Apple, Macy’s Debut Digital Wallets

Technology

As of Thursday, September 11, 2014

To great fanfare, Apple introduced its digital wallet, Apple Pay, on Sept. 9. However, more retailers are getting into the mobile payments market.

Last month Macy’s Inc. introduced My Wallet, an app that will allow Macy’s customers to organize their payment options when shopping at Macy’s. It also will offer easy access to Macy’s promotions and deals.

Digital-wallet technology took its first major public bow in 2011 when the Google Wallet, which was developed by Google, was introduced. It provided an online place for its users to store debit cards, credit cards, loyalty cards and gift cards as well as a place to redeem sales promotions on mobile phones.

It gained a lot of press attention, but the public did not embrace it, according to Greg Sterling, a frequent pundit on media and personal technology and vice president of strategy and insights for Local Search Association, a marketing trade association in the San Francisco Bay Area. However, there is a good chance that Apple Pay will succeed, Sterling wrote in a Marketing Land blog on Sept. 9.

People using Apple products and apps are already in heavy use among a wide array of consumers who navigate their day’s tasks with their iPhones and iPads, so it wouldn’t be a far leap for this big group of consumers to start using Apple Pay, Sterling contended. These consumers already pay for Apple goods with credit cards on iTunes. Also, Apple partnered with popular brands to accept Apple Pay. They include Bloomingdale’s, Macy’s, Disney Store, McDonald’s, Nike and Whole Foods.
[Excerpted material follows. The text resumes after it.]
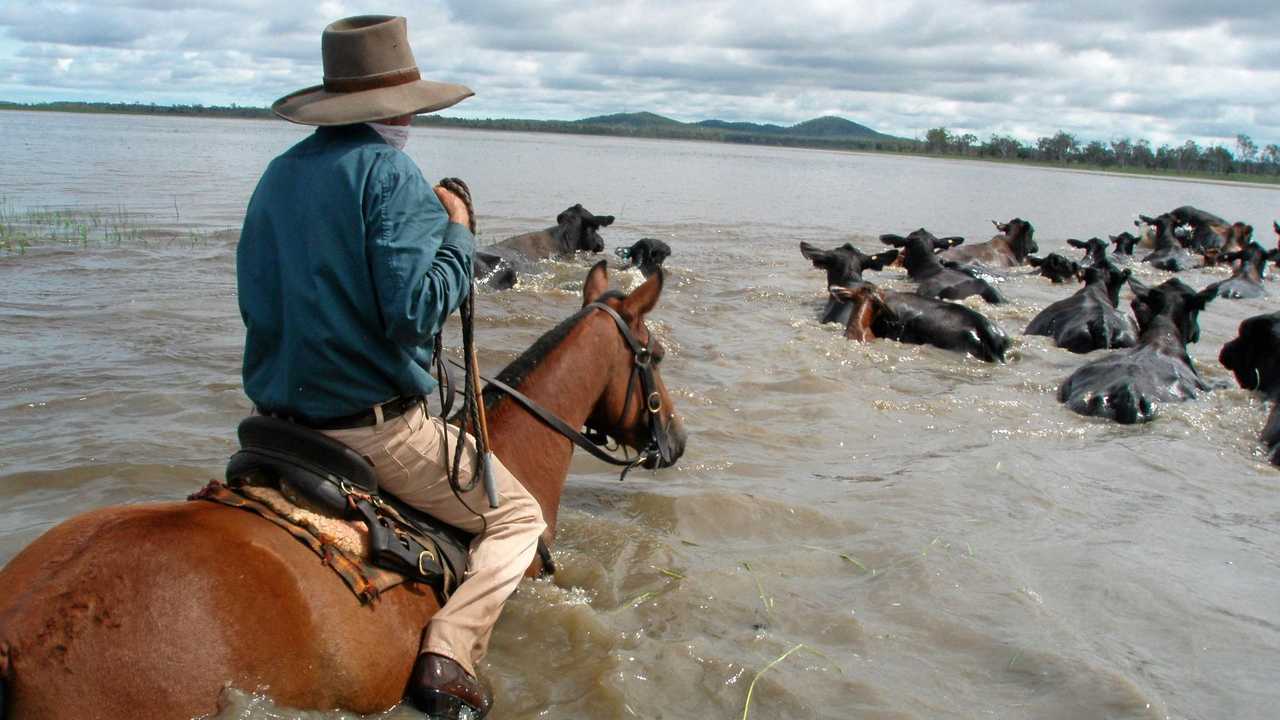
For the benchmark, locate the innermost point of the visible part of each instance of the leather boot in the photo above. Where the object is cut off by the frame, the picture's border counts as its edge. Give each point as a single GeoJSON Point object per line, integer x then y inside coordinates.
{"type": "Point", "coordinates": [440, 688]}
Recently introduced digital wallets also may have the benefit of riding on a cresting wave. More consumers are shopping through m-commerce on their smartphones and tablets. On May 13, comScore Inc., which analyzes the e-commerce business, said that American consumers spent $7.3 billion through m-commerce in the first quarter of 2014. It was a 23 percent increase compared with the same time in the previous year.

comScore also found that desktop e-commerce spending in the first quarter of 2014 increased 12 percent to $56.1 billion in a year-over-year comparison.